I use so many personas, and I’m really good at it. Which is probably why I was so good at sales. I could be whoever I needed to be in a given moment. Why? Because I had been doing this since childhood. A little codependent in the making, ever unsure if who I truly was would be rewarded or rejected.
So who is the “me” behind all of these personas? The person who isn’t looking for acceptance and approval of others? I’d have to say that my true self is simply that of the observer. Wanting to let the energy and experience of a scene wash over me rather than interact with it. The truth is, I’d prefer to observe people and figure them out rather than having to actually interact with them. Because it’s entertaining and infinitely more satisfying than being subjected to the persona they put on. After all, I find that scenarios often attract similar versions of the same persona anyway, and small talk with that level of repetition is just exhausting. No wonder things never seem genuine to me.
Persona & Relationships
Now that I’m steeping nicely in this ebb something hit me. The persona is where relationships begin. Which means it’s also where they begin to go awry. We meet someone under a certain set of circumstances, be them in person or online. No matter the scenario, there are a series of acceptable norms to which we adhere if we are to achieve some positive/desired outcome. And so, we wind up embracing the portrayal of a persona as a factual representation of an individual. Disregarding the inherent persona the scenario demands. Which is exactly where we begin to fit a persona, or as Billy Joel calls it a “stranger,” into our vision for a perfect relationship.
So how do we begin to approach our relationships in a manner which will result in less disappointment? As with everything, it all start with awareness. Give yourself permission to enjoy the high without looking too far into your future. Let yourself feel good for as long as it lasts. But know that you’re on a high. Don’t start plugging this person into your vision of the perfect life just yet. Take as much time as you need to know this person, and not just the persona they put on one day.
This may not be the perfect answer, but it’s a much better start than the alternative.
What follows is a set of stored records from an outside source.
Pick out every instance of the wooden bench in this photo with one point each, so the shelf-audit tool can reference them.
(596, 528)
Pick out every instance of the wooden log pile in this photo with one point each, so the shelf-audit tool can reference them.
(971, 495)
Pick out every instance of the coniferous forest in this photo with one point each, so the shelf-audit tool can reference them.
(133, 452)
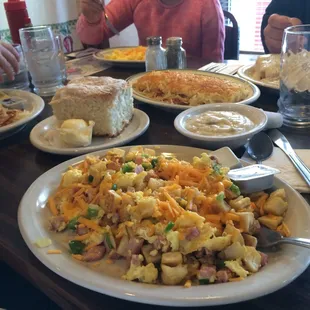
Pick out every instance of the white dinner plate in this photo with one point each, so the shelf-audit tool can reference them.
(138, 125)
(33, 104)
(254, 91)
(119, 63)
(283, 267)
(244, 72)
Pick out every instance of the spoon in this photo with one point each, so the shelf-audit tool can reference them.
(260, 147)
(267, 238)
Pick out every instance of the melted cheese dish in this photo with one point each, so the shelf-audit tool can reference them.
(219, 123)
(173, 221)
(267, 69)
(190, 89)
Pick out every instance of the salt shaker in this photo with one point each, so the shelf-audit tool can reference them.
(155, 58)
(175, 53)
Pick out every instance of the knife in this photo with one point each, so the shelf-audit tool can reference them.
(280, 140)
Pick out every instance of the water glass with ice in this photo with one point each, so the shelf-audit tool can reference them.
(294, 102)
(21, 80)
(42, 56)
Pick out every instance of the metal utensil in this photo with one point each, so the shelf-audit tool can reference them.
(260, 147)
(109, 24)
(268, 238)
(280, 140)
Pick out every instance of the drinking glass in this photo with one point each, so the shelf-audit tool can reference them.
(294, 102)
(42, 56)
(61, 57)
(21, 80)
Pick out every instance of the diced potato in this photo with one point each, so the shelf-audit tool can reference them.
(234, 251)
(172, 259)
(252, 259)
(279, 193)
(230, 229)
(173, 238)
(271, 221)
(144, 209)
(240, 203)
(250, 240)
(155, 184)
(146, 249)
(246, 220)
(138, 182)
(275, 205)
(235, 267)
(72, 176)
(173, 275)
(189, 219)
(218, 243)
(125, 180)
(145, 274)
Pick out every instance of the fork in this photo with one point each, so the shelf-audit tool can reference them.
(268, 238)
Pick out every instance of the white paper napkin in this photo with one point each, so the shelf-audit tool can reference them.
(289, 173)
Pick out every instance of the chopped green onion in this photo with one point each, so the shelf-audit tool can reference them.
(76, 247)
(127, 168)
(154, 162)
(108, 240)
(147, 166)
(204, 281)
(220, 264)
(91, 212)
(217, 168)
(220, 196)
(72, 223)
(169, 227)
(235, 189)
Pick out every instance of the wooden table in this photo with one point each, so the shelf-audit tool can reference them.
(21, 164)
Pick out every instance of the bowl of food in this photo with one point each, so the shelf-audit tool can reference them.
(217, 125)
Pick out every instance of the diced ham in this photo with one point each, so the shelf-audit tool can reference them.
(138, 160)
(113, 166)
(114, 255)
(57, 223)
(94, 254)
(207, 272)
(264, 259)
(192, 233)
(81, 230)
(135, 245)
(139, 169)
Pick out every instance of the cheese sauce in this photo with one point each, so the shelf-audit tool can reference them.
(219, 123)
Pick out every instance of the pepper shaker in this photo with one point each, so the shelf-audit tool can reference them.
(175, 53)
(155, 58)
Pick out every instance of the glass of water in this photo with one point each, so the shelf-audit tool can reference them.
(42, 56)
(294, 102)
(21, 80)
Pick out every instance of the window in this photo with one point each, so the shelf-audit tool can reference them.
(249, 14)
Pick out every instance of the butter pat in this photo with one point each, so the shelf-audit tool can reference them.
(76, 132)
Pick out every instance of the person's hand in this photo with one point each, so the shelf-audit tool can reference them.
(274, 31)
(92, 10)
(9, 60)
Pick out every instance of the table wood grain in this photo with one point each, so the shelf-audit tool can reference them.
(21, 164)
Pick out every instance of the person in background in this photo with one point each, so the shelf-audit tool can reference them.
(279, 15)
(199, 22)
(9, 60)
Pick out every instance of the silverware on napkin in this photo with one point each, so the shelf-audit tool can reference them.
(279, 139)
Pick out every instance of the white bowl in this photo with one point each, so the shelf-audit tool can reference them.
(257, 116)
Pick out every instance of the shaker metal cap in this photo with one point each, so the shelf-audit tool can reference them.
(153, 40)
(174, 41)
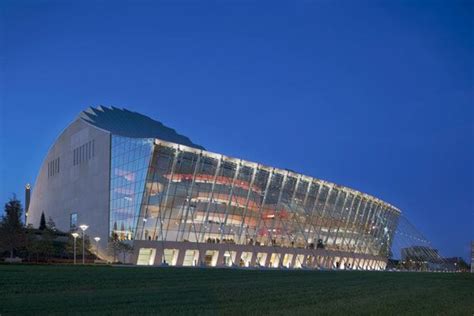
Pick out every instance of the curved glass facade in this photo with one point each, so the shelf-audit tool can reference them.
(188, 195)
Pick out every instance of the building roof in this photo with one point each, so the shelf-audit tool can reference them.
(126, 123)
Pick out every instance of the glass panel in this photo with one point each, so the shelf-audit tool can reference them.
(129, 163)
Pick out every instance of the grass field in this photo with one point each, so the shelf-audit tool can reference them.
(34, 290)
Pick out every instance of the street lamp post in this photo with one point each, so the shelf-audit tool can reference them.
(97, 239)
(83, 228)
(75, 235)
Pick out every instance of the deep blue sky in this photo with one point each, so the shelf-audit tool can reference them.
(374, 95)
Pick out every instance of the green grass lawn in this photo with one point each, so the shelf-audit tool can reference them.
(34, 290)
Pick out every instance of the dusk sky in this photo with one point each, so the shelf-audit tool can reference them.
(374, 95)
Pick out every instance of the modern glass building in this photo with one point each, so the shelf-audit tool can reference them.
(131, 178)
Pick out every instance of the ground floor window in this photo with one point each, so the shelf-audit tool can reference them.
(287, 259)
(299, 261)
(170, 256)
(261, 259)
(210, 259)
(275, 260)
(191, 258)
(146, 256)
(245, 259)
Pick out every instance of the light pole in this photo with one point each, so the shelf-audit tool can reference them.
(97, 239)
(75, 235)
(83, 228)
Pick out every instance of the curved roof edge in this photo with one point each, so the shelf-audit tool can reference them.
(282, 171)
(123, 122)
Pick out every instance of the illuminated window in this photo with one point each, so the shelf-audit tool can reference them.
(146, 257)
(73, 221)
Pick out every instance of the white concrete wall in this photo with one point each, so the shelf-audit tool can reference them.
(81, 189)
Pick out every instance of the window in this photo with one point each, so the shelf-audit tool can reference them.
(73, 221)
(83, 153)
(53, 167)
(146, 257)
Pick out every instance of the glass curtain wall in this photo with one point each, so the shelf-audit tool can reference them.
(129, 164)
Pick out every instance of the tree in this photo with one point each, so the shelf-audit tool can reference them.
(12, 234)
(42, 222)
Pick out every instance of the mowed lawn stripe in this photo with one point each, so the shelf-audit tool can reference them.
(36, 290)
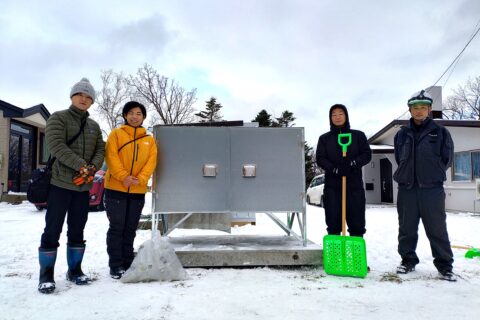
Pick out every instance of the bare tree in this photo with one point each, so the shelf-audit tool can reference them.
(465, 102)
(212, 112)
(111, 97)
(171, 102)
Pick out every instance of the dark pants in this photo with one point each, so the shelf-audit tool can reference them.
(332, 200)
(428, 205)
(123, 215)
(61, 201)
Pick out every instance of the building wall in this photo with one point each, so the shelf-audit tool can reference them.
(371, 174)
(459, 196)
(4, 145)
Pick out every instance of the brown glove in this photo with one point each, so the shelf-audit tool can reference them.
(84, 175)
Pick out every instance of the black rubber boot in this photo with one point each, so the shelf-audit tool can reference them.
(74, 260)
(46, 258)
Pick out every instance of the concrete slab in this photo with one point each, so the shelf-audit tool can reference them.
(245, 250)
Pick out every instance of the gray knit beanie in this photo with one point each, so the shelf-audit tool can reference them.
(83, 86)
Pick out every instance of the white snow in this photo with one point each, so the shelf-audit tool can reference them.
(250, 293)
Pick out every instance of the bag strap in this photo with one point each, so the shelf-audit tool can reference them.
(51, 160)
(147, 135)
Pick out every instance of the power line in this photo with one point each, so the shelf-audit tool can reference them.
(458, 56)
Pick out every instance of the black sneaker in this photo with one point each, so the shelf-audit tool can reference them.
(405, 268)
(447, 276)
(117, 273)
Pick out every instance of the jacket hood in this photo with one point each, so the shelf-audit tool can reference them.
(347, 121)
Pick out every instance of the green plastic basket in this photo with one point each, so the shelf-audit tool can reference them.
(345, 256)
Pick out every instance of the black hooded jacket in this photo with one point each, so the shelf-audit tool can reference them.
(423, 155)
(329, 153)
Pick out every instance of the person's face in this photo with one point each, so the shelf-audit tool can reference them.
(420, 112)
(82, 101)
(338, 117)
(135, 117)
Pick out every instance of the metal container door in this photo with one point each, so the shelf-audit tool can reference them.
(195, 172)
(267, 170)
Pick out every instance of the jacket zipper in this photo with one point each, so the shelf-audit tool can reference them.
(133, 158)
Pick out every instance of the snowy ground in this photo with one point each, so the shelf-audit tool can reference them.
(256, 293)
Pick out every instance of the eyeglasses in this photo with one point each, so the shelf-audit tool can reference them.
(420, 107)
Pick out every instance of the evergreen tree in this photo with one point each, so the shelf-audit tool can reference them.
(263, 118)
(212, 113)
(286, 120)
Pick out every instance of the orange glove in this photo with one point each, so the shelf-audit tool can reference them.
(91, 173)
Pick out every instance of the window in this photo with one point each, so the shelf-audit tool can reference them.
(44, 152)
(466, 166)
(476, 164)
(462, 167)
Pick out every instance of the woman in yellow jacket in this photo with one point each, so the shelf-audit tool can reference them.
(131, 156)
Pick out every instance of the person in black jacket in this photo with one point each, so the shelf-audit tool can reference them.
(423, 152)
(330, 158)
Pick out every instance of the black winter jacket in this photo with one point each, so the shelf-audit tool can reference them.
(423, 160)
(329, 155)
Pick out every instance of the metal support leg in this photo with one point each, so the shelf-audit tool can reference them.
(167, 232)
(285, 228)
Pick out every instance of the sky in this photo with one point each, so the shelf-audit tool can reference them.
(240, 293)
(296, 55)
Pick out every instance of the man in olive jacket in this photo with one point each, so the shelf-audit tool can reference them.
(423, 152)
(76, 142)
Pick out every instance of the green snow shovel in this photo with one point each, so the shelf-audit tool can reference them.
(471, 252)
(344, 255)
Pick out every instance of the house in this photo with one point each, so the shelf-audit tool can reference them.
(22, 144)
(463, 178)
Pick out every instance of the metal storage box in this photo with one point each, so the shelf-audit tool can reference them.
(230, 169)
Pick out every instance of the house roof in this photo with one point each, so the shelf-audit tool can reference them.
(443, 122)
(11, 111)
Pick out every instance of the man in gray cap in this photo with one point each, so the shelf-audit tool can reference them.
(76, 142)
(423, 151)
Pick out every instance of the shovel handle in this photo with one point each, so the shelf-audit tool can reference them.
(344, 145)
(461, 247)
(344, 140)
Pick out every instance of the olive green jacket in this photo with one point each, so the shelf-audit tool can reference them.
(88, 148)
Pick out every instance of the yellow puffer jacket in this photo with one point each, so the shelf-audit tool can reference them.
(137, 158)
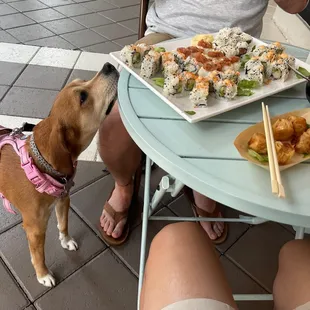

I have found that any given day is a day of countless ebbs and flows. Where an ebb is present, something else is flowing. And just like the Path of Enlightenment, what you see ebbing and/or flowing depends on where you focus.
But as I evolve through each day I’m beginning to realize that while a cultivated social persona means very little, there is a mask that is important. It is the ongoing sculpting of a mask which represents the honest aspects of ourselves. One which bravely displays the elements of the shadow we hope it hides.